Summer time to remember life savers

This story was first published July 2013


These bathers at Kew Beach were likely photographed in 1908, in the era of heroes such as Robert ‘Bob’ Berry, who risked his own life to save swimmers and boaters who found themselves facing the rough side of Lake Ontario. PHOTO: City of Toronto Archives, Fond 1244 Item 15
These bathers at Kew Beach were likely photographed in 1908, in the era of heroes such as Robert ‘Bob’ Berry, who risked his own life to save swimmers and boaters who found themselves facing the rough side of Lake Ontario.
PHOTO: City of Toronto Archives, Fond 1244 Item 15

There have been great scullers, oarsmen, swimmers and athletes who lived in the East End and on the Toronto Islands. There have been stories about shipwrecks in Lake Ontario, and of the sailors who nearly drowned, but were saved by a few people living around the islands and on the fringes of the city at Ashbridges Bay. There have been tales of storms like the ones we’ve had this summer, pounding  boats, from canoes to large merchant ships. Many lives have been lost, but many have also been saved. In the East End, there have been great people who helped others, even saving people from drowning.

This is a story that few people know, about a special person who saved countless lives in the Beach, but was never truly recognized for his great deeds. It’s time we give credit to this great life-saving champion: his name is Robert ‘Bob’ Berry.

His contemporaries included people like Ned Hanlan, the Laings and several others whose names are synonymous with the East End and the Beach.

Acts of heroism are always something to marvel at, and saving lives from ‘the deep’ is very difficult. In the Beach and Ashbridges Bay area dozens were saved by Berry. He was an icon amongst other life savers.

One of the reasons many have not heard of Berry’s deeds over a century ago is that he was black. Bob was a large man, standing over six feet tall and weighing over 200 pounds, all muscle on his frame. He was an imposing figure wherever he went.

Berry had to overcome racial prejudice as a youth growing up in the East End. He was always a gentleman, and rarely threatened anyone calling him names. Berry carried himself with dignity, and was kind and charitable to everyone. He was known for his humility along with his size and strength.

Bob had many narrow escapes on the water’s edge, saving people from the stormy lake. It’s said he was one of the best fishermen in this part of the lake – he was sometimes referred to as ‘The Big Fisherman’.

Berry was a natural athlete, able to excel in all types of competition. He was a great boxer, and it was said he could have been a heavyweight champion, ranked with the American champ Jack Johnson.

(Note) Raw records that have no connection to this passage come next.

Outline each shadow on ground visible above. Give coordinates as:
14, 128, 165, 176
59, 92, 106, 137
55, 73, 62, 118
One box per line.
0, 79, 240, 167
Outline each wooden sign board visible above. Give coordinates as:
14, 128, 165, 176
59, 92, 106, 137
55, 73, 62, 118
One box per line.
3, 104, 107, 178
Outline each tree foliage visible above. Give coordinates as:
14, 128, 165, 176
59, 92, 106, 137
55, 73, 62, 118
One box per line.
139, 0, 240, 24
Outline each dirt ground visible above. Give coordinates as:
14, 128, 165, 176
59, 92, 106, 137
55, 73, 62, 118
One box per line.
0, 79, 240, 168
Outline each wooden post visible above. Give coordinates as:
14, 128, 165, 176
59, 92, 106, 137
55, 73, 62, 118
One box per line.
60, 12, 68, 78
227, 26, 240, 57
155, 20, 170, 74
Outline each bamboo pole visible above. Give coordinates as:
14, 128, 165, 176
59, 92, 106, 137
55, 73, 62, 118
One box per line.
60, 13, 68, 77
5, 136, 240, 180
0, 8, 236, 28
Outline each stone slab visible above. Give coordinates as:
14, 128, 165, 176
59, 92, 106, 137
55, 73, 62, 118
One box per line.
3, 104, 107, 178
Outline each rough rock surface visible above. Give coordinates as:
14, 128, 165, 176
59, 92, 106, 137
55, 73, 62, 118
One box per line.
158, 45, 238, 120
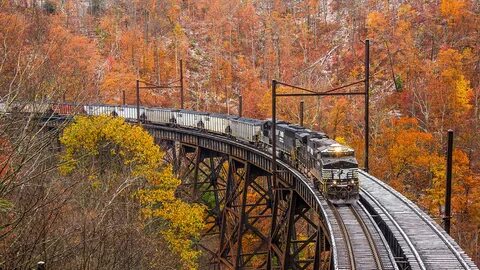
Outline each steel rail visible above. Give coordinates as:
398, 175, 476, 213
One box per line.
360, 171, 471, 269
360, 188, 427, 270
350, 205, 382, 269
329, 203, 357, 270
358, 201, 399, 270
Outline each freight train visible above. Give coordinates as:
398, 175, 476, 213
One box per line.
0, 103, 359, 204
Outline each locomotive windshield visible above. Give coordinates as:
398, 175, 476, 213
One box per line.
321, 144, 355, 157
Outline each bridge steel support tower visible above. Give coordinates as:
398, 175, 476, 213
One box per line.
152, 128, 331, 269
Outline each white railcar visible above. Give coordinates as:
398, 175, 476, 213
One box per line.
174, 110, 208, 128
230, 117, 264, 143
115, 105, 141, 120
202, 113, 235, 134
145, 108, 180, 124
83, 105, 116, 115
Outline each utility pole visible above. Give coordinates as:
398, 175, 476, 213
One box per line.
180, 59, 185, 109
443, 129, 453, 234
136, 80, 140, 123
298, 100, 304, 127
364, 39, 370, 172
238, 95, 243, 117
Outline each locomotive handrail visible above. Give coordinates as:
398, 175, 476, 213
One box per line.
45, 115, 339, 270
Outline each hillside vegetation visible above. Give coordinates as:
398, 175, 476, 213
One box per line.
0, 0, 480, 265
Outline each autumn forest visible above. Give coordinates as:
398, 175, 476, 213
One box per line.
0, 0, 480, 269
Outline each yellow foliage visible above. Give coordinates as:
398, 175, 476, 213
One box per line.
440, 0, 467, 23
367, 11, 388, 32
60, 116, 205, 269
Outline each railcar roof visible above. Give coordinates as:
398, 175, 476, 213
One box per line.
232, 117, 265, 125
206, 113, 232, 119
147, 107, 180, 112
179, 110, 208, 115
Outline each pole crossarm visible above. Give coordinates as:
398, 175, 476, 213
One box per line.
276, 79, 365, 97
277, 92, 365, 97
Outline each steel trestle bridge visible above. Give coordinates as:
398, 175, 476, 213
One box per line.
48, 114, 478, 269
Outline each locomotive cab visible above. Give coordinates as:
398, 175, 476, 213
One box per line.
317, 143, 359, 204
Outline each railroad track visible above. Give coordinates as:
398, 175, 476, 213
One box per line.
360, 172, 478, 270
331, 203, 388, 270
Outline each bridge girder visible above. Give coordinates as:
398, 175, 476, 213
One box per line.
158, 140, 331, 269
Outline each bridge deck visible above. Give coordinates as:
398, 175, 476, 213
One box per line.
360, 172, 478, 269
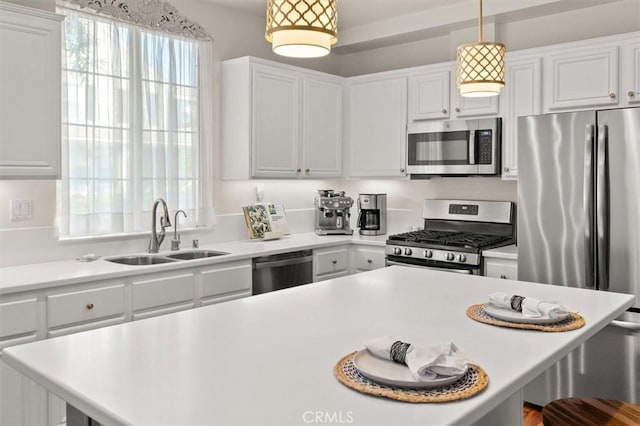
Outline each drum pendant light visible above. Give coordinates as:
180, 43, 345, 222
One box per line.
265, 0, 338, 58
456, 0, 506, 97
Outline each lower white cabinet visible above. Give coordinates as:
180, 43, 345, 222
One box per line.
313, 245, 349, 282
200, 260, 253, 306
351, 245, 385, 274
484, 257, 518, 280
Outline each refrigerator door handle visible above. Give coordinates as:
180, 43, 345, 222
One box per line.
609, 320, 640, 331
582, 124, 595, 288
596, 125, 609, 290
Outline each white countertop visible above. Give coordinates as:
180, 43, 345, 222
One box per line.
3, 268, 634, 425
482, 244, 518, 260
0, 231, 387, 295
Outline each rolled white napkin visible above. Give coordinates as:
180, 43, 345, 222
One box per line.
364, 336, 471, 381
489, 292, 571, 318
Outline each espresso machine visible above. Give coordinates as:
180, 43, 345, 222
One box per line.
315, 189, 353, 235
358, 194, 387, 235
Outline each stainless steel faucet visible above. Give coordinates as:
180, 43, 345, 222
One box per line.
171, 210, 187, 251
149, 198, 171, 253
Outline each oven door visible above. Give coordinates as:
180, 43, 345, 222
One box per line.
385, 257, 480, 275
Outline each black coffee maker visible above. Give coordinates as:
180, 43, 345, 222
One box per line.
358, 194, 387, 235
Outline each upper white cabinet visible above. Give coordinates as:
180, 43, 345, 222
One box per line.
347, 74, 407, 177
501, 55, 542, 179
409, 69, 451, 121
0, 2, 64, 179
543, 44, 619, 112
620, 37, 640, 105
222, 57, 343, 179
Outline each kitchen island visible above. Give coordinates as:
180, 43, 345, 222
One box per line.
4, 266, 634, 425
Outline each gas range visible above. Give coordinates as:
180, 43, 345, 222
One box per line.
385, 200, 515, 274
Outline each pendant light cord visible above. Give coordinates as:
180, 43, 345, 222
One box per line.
478, 0, 483, 43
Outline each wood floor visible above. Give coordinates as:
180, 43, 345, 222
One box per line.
522, 402, 542, 426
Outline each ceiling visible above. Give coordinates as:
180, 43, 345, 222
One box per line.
206, 0, 622, 53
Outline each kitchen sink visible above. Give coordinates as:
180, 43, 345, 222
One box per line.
167, 250, 229, 260
105, 255, 176, 265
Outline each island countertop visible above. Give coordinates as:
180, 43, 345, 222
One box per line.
4, 266, 634, 425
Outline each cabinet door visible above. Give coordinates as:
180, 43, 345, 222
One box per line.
347, 77, 407, 177
409, 70, 451, 120
251, 64, 301, 177
502, 57, 542, 179
0, 4, 63, 179
302, 77, 342, 178
351, 246, 385, 273
620, 41, 640, 105
543, 46, 618, 112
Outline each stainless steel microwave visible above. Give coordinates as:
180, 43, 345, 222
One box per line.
407, 118, 502, 178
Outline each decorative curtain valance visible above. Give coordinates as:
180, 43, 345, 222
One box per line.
59, 0, 211, 41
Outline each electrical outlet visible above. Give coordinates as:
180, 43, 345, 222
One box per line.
9, 200, 33, 222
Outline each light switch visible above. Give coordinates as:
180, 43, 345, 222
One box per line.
9, 200, 33, 222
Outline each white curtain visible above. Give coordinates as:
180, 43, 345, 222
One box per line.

Many an East Ender made money betting on Berry.

Berry’s most notable achievement is the number of lives he saved. Picture this: a tramp steamer slams into a rock on Lake Ontario, battered by 60 mile an hour winds, with water filling the boat. The crew of 15 sailors cry for help. On the shoreline, two figures appear, swimming to the boat and helping the sailors to safety. One is a Mr. Ward, of Ward’s Island fame. The other is Bob Berry. The two nearly lost their own lives saving others.

Over the years Berry swam out in gales and storms and rescued countless others, including swimmers and paddlers with overturned canoes. Legend has it he was the old man of the sea, and the lake was his world. Although many owed their lives to this unsung champion, how many he saved is unknown. Mr. Ward has said Berry has saved so many and helped to avert so many potential catastrophes that no one would believe it.

If there was any East End hero to look up to and emulate, Robert ‘Bob’ Berry would be it.